Keyser (The Way Back from Broken) compiles powerfully candid and intimate essays from 17 women, many of whom are YA authors, about their first times having sex, the pressure to do so, guilt, desire, and the concept of virginity (“Life is an endless roller coaster of first times, of lost virginities,” writes Kiersi Burkhart). […] Also included are a Q&A with blogger Kelly Jensen about representations of sex in media, and supplementary resources for both parents and teens. Frank, encouraging, and explicit, these stories never cut away from the physical or emotional realities of sex, and the collection is stronger and more valuable for it.
— Starred Review, Publishers Weekly
Appended is an interview between Keyser and contributor, former librarian, and editor Kelly Jensen, who offers many examples of YA novels with rich depictions of female sexuality. Although there’s a wealth of thought-provoking content here, Keyser is never preachy, and teens will come away feeling as though they’ve spent time in the company of a smart and self-assured but gentle and reassuring older sister or friend. VERDICT A strong addition to sex ed shelves and a much-needed perspective on teenage sexuality.
— School Library Journal
[R]eaders will be able to see their own parallels and differences in each of these varied experiences from writers who fall along a wide range of sexual orientations.
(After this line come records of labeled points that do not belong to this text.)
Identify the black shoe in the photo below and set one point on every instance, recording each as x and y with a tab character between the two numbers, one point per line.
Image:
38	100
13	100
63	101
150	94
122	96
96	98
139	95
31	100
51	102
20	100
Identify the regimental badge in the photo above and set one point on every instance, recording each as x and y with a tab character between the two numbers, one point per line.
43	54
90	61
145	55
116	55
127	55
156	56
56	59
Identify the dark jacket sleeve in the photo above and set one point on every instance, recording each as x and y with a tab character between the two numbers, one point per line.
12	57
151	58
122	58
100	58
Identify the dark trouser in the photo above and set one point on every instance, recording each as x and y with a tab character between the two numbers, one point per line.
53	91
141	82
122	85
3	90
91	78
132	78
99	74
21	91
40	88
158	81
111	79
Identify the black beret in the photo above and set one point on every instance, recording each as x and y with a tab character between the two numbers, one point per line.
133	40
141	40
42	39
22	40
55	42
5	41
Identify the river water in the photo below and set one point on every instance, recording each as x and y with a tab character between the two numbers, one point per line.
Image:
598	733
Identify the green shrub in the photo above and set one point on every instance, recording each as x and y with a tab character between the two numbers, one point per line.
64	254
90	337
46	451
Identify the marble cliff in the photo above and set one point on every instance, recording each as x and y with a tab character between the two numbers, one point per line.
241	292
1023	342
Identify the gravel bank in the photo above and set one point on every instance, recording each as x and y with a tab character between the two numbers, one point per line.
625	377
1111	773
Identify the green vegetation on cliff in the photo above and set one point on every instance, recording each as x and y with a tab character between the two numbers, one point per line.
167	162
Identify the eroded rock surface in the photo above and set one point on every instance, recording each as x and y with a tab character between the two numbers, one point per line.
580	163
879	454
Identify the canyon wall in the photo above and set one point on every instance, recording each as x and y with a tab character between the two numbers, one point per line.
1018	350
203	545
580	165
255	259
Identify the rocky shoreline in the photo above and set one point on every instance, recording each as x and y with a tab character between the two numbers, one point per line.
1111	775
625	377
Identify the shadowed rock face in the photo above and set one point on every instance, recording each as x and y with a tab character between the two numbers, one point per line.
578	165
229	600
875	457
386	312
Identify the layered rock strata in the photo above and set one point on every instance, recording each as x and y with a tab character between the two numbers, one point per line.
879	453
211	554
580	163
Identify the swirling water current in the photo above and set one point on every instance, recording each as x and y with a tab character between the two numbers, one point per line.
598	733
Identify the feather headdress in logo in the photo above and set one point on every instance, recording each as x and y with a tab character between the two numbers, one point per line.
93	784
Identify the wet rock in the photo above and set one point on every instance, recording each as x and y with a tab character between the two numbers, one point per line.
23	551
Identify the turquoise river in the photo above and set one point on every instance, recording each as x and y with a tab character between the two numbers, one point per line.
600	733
A conversation between Keyser and a teen librarian concludes the collection, along with a solid list of online and print resources for teens and their parents. Most valuable here is the explicit, intimate, and informative nature of each writer’s words.
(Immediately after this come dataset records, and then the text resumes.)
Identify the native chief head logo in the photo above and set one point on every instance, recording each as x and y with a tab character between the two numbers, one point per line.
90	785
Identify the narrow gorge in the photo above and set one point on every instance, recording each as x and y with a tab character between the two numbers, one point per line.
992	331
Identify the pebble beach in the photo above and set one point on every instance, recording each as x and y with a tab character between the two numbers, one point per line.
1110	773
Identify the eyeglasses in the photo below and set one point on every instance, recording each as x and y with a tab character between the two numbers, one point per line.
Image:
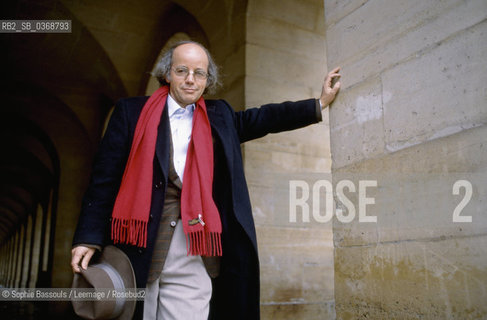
183	72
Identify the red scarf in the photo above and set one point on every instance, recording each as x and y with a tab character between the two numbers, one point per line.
200	217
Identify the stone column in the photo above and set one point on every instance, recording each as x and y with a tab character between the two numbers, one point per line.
285	60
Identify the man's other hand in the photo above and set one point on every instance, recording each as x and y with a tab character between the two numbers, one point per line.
330	87
81	254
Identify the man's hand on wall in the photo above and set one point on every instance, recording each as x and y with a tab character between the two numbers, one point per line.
330	87
81	254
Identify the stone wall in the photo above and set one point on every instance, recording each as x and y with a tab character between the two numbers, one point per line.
412	116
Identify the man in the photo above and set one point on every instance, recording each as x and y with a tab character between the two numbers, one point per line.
168	186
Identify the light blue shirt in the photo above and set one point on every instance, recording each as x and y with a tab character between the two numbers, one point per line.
181	123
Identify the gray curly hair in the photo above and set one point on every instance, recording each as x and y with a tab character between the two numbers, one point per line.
163	67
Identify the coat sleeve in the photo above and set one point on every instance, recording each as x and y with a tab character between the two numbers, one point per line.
254	123
109	165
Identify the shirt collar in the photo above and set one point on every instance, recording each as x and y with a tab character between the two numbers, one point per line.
174	106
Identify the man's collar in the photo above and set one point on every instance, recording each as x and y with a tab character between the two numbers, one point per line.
174	106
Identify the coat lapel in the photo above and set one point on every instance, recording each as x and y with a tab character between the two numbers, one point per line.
220	130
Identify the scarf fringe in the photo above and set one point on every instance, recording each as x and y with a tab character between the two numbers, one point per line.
204	243
129	231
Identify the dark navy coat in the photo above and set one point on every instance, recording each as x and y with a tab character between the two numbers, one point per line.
236	289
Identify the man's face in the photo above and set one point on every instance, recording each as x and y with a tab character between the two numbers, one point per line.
187	89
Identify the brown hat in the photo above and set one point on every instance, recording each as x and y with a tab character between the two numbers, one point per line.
112	271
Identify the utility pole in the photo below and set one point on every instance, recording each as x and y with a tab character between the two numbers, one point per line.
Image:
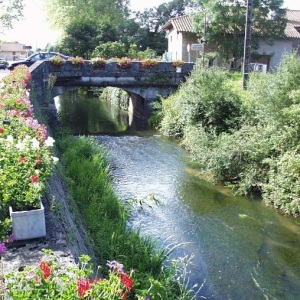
247	44
203	40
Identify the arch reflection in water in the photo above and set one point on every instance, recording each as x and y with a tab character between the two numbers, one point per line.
84	113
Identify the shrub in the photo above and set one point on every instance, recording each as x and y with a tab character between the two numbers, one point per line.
149	63
97	62
177	63
77	60
57	61
124	63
It Happens: A Guide to Contemporary Realistic Fiction for the YA Reader
It Happens: A Guide to Contemporary Realistic Fiction for the YA Reader is a comprehensive guide to matching a teen reader with the right book.
A comprehensive look at contemporary YA fiction. The book is divided into three parts: “Real Tools,” “Real Reads,” and “Real Talk.” In “Real Tools,” Jensen walks readers through the multiple layers of contemporary YA fiction and explains the importance of the genre. She shows readers how to seek out contemporary YA titles by relying on nontraditional review sources and award and selection lists. She also explains how to evaluate books for eight critical elements such as appeal, voice, and pacing. Readers’ advisory is highlighted through a thorough look at what it is and how to best conduct it. In “Real Reads,” 150 titles are annotated covering 10 topics. Each annotation includes read-alikes and reasons the book is appealing. The 10 topical lists include additional titles relevant to that category. “Real Talk” presents five chapters of “conversation starters” for discussing books and their common themes. The conversation starters include a few books on the topic and cover areas such as bullying, sex and sexual abuse, and unlikable female characters. Rounding out this section are additional ideas and tips for how to advocate for contemporary YA fiction. This title includes an appendix of books and blogs to continue one’s study, as well as author, title, and topical indexes. The volume’s strengths lie in its book lists, where Jensen chose to focus on selections that “are less likely to be found in other resources outside of this book.”